Auch der Vize-Chef der Unionsfraktion im Bundestag, Michael Fuchs, hat sich für Pilotprojekte ausgesprochen. „Fracking kann uns eine riesige Chance bieten, in großem Stil unabhängig von russischem Gas zu werden“, wird Fuchs in der „Rheinischen Post“ zitiert. „Wir brauchen so schnell wie möglich mehr Pilotprojekte, um das Potenzial von Fracking einschätzen zu können“, meint der CDU-Politiker. Auch der SPD-Spitzenkandidat für die Kommunalwahl in Düsseldorf, Thomas Geisel, spricht sich für einen Versuchsbetrieb aus. Manche Regionalpolitiker an Rhein und Ruhr sehen im Fracking eine Chance, weil bergmännisches Know-How in Nordrhein-Westfalen angesiedelt ist.

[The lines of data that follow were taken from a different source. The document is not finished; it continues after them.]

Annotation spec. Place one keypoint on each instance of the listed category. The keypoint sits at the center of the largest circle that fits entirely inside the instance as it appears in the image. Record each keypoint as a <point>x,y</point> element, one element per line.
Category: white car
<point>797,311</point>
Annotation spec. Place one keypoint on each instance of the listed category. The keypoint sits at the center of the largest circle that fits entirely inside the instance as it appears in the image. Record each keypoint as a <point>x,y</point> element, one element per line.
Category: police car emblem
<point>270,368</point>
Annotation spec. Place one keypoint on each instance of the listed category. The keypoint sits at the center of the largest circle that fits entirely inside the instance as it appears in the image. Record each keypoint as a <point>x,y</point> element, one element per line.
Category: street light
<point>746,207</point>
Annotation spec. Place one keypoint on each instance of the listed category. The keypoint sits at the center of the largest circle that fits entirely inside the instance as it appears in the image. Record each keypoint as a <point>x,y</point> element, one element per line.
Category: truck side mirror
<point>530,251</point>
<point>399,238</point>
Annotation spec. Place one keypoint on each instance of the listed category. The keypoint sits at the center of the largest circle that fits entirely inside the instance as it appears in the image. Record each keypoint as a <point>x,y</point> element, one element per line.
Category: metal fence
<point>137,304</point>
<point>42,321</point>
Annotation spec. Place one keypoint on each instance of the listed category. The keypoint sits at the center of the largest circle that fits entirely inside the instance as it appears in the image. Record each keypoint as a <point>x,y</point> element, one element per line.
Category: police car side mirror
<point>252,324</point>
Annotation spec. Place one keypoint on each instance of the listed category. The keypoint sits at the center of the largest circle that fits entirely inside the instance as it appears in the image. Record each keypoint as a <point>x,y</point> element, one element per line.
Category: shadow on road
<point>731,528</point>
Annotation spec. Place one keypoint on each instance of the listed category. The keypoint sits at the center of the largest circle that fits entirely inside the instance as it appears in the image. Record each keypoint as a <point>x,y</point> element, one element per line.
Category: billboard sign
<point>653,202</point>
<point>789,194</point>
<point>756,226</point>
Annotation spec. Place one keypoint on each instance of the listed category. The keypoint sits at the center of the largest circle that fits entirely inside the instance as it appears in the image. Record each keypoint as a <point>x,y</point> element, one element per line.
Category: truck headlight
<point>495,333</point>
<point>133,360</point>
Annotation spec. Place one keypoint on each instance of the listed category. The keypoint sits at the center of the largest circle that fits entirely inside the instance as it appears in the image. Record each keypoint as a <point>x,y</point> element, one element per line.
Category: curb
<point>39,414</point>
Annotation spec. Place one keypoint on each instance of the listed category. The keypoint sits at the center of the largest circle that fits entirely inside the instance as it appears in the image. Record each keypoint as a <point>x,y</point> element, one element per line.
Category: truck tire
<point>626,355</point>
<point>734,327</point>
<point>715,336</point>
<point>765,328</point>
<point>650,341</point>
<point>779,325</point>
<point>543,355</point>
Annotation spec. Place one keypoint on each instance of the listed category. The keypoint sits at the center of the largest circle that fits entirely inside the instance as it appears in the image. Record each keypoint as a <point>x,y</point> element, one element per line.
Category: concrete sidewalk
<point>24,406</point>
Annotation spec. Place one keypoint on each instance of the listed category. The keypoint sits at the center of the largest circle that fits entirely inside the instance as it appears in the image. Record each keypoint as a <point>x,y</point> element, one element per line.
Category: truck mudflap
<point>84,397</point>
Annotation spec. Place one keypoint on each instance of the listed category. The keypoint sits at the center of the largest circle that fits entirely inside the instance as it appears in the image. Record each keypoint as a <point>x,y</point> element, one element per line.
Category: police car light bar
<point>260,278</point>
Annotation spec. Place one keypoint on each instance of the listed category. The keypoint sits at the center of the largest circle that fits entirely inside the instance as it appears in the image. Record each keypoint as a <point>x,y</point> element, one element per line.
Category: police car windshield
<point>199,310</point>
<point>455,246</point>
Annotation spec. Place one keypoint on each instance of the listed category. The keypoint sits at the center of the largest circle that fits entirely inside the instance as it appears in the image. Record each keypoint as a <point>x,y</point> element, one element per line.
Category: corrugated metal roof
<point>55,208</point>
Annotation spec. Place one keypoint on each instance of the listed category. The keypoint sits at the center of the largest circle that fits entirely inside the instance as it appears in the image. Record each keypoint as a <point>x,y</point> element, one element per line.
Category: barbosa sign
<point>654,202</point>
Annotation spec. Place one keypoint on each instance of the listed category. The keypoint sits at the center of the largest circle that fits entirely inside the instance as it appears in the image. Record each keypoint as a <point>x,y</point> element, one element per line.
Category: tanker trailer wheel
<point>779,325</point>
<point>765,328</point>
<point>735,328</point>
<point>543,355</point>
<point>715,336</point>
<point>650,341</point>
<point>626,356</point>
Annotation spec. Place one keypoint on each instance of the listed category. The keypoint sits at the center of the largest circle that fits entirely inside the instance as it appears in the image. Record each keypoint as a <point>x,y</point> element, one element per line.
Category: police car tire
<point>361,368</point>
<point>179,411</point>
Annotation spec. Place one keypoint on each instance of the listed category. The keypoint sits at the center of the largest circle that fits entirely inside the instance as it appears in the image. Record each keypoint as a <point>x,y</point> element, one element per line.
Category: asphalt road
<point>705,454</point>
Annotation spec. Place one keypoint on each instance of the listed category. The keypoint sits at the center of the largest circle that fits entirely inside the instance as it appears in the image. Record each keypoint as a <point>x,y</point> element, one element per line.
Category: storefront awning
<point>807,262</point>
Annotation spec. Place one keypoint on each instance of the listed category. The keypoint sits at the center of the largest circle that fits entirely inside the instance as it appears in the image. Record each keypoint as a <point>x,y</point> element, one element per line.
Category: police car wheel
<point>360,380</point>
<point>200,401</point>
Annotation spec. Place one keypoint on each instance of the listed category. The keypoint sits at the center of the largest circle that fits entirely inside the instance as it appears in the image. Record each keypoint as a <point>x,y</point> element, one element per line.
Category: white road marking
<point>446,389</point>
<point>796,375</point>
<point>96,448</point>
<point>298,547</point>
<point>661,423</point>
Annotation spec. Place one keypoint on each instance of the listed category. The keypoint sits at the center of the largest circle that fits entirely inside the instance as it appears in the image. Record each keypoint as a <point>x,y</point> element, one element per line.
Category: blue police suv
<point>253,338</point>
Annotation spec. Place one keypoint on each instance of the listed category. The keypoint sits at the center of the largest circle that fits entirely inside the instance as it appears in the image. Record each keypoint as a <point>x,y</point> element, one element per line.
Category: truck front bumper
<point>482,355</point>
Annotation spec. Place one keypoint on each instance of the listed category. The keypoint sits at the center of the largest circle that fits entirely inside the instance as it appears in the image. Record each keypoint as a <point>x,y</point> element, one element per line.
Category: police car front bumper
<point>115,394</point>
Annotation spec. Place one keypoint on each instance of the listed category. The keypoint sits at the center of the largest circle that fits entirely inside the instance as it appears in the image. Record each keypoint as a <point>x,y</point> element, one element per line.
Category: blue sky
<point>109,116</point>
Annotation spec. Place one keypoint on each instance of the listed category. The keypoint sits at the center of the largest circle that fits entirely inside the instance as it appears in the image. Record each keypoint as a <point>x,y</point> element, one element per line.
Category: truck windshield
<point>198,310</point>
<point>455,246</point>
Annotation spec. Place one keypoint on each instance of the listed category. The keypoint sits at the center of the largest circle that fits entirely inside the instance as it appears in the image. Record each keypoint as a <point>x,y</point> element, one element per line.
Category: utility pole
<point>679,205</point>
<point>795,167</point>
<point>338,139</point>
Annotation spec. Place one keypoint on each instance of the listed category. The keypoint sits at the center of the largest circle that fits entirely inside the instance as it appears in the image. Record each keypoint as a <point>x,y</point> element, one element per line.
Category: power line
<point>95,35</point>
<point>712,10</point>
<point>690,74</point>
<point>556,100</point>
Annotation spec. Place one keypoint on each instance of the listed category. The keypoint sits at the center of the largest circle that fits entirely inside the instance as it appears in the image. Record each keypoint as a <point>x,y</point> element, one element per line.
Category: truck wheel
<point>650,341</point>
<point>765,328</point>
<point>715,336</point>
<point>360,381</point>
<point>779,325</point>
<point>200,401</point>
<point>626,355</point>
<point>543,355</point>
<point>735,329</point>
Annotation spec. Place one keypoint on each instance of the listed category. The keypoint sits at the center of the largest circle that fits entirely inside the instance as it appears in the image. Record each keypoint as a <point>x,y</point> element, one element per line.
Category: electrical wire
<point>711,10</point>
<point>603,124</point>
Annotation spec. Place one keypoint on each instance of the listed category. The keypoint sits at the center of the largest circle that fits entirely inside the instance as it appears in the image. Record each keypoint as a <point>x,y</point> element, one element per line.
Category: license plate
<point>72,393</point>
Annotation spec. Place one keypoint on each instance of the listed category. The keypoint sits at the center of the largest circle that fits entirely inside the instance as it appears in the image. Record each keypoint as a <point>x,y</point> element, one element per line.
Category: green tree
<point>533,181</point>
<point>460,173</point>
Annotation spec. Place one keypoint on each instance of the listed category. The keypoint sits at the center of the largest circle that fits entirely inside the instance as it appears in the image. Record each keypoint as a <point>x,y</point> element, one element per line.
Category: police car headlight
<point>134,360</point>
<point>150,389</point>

Gegenwärtig gibt es für das sogenannte unkonventionelle Fracking – bei dem unter hohem Druck ein Gemisch aus Chemikalien und Wasser in den Boden gepresst wird, um Erdgas zu fördern – in Deutschland eine Art Moratorium. Im Koalitionsvertrag von Union und SPD wird Fracking als eine „Technologie mit erheblichem Risikopotenzial“ eingestuft. Allerdings lässt der Vertrag eine Hintertür offen: Das Verfahren kann weiter erforscht werden. Nach Informationen unserer Zeitung arbeiten das Wirtschafts- und das Umweltministerium an einem Gesetzentwurf zum Bergbaurecht. Damit sollen die Regeln sowohl für die herkömmliche Erdgasförderung als für die unkonventionelle Fracking-Methode präzisiert werden. Die Ministerien wollen das Papier im Sommer vorlegen.

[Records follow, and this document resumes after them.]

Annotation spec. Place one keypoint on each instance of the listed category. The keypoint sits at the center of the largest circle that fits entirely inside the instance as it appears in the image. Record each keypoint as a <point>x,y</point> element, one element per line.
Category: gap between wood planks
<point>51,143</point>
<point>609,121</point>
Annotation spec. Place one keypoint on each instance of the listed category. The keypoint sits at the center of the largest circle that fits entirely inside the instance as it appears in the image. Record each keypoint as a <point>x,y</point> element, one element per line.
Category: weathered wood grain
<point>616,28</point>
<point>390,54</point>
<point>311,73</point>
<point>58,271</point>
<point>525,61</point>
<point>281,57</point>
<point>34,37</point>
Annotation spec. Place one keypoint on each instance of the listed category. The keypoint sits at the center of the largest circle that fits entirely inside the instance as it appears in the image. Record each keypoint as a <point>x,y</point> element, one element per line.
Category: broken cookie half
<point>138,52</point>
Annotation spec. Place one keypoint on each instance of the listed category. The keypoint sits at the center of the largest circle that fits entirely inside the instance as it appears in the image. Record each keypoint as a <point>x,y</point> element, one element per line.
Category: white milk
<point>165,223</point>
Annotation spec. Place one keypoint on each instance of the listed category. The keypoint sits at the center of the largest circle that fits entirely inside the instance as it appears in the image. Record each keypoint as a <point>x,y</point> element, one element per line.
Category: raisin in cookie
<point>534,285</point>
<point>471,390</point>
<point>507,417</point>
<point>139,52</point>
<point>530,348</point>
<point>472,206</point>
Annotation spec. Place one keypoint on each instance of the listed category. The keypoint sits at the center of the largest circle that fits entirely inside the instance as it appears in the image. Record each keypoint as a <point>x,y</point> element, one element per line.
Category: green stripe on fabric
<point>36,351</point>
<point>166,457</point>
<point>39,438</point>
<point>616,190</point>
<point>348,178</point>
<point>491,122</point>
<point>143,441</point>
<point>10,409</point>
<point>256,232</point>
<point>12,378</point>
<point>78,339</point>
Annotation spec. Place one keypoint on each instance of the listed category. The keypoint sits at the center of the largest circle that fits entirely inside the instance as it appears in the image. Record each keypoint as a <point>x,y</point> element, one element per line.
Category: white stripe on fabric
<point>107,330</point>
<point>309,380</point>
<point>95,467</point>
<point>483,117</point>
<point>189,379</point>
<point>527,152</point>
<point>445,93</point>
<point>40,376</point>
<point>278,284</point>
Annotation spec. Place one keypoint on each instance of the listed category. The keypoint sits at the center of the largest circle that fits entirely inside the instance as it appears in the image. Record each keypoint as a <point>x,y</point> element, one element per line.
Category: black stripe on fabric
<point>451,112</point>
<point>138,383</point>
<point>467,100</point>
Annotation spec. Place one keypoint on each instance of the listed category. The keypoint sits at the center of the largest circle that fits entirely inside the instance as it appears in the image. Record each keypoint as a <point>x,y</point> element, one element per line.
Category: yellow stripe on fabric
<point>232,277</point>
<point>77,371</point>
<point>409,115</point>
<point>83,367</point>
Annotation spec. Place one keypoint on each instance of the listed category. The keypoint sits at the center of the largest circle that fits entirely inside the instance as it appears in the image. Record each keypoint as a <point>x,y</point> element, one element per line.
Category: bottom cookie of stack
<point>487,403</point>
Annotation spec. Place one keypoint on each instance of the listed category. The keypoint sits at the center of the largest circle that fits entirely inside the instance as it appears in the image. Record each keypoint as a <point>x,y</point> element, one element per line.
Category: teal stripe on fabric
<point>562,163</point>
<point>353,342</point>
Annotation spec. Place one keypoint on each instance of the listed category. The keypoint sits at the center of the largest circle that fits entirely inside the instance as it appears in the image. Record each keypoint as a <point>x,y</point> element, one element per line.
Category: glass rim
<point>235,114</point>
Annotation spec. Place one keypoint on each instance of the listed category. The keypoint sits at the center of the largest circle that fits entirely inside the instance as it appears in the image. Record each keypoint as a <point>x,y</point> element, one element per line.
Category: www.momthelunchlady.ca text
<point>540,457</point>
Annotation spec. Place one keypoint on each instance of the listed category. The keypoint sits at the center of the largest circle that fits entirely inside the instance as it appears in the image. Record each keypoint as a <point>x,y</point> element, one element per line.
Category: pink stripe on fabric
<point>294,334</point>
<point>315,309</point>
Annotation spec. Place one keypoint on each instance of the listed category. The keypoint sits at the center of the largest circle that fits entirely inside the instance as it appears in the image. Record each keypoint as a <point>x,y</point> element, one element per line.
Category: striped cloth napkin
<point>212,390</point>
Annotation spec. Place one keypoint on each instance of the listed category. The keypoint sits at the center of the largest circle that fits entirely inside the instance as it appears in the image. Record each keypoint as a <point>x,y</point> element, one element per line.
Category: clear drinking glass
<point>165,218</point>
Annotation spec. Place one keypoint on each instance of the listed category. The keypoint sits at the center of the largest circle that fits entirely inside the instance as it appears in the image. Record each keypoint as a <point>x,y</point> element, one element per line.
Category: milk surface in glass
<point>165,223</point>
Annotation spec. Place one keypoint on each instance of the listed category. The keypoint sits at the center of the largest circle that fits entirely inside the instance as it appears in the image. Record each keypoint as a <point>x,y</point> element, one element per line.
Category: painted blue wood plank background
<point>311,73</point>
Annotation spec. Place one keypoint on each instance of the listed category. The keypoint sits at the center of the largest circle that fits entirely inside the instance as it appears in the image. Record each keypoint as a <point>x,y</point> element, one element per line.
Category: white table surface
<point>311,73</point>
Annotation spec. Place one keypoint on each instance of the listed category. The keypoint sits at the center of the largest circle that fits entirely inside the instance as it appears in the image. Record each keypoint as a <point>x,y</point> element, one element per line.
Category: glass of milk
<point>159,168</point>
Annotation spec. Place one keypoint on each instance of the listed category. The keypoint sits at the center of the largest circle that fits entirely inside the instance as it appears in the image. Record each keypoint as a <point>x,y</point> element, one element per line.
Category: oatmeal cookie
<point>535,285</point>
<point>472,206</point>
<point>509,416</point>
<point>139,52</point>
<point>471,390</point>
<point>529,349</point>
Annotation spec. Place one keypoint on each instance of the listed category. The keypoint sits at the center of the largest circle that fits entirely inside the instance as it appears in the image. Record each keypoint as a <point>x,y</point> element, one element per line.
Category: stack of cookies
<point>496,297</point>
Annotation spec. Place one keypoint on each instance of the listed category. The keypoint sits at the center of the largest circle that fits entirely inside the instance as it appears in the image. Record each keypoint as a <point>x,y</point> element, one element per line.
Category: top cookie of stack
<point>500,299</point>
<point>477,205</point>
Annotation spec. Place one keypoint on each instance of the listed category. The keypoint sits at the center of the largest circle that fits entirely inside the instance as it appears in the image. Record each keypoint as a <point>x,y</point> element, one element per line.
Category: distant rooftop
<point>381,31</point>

Teile der Energie-Industrie haben die Hoffnung auf die Gasförderung aus Schiefergestein noch nicht aufgegeben. So hat Exxon vor wenigen Tagen eine sogenannte Aufsuchsgenehmigung für ein Erdgasfeld im Münsterland bekommen. Damit darf der Konzern zwar kein Fracking betreiben, kann aber das Feld erkunden. Für Aufregung sorgt gegenwärtig auch eine Erkundungslizenz für die britische Firma Rose Petroleum in der Oberpfalz. Laut örtlichen Medienberichten hatte das Unternehmen zunächst auch von „unkonventionellen Methoden“ bei der Untersuchung gesprochen, korrigierte sich aber später.

„Ich sehe die Entwicklung im Moment sehr, sehr skeptisch“, sagt der CDU-Bundestagsabgeordnete Andreas Mattfeldt. Für den Fracking-Kritiker aus Langwedel wird die Diskussion um die Energiesicherheit missbraucht, um Fracking schönzureden. So sei es unverständlich, dass in der momentanen Lage eine Erdöl- und Gas- Fördertochter wie RWEDea an einen russischen Oligarchen verkauft werde. „Wir können nicht nach Sanktionen rufen und dann solch ein Unternehmer verkaufen“, kritisiert Mattfeldt. Für die SPD-Bundestagsabgeordnete Christina Jantz ist der Konflikt zwischen EU und Russland „kein Grund, dem Fracking eine weitere Chance zu geben“. Vielmehr solle die Energiewende vorangetrieben werden, um die Eigenversorgung zu verbessern, betont die SPD-Politikerin aus dem Wahlkreis Osterholz-Verden.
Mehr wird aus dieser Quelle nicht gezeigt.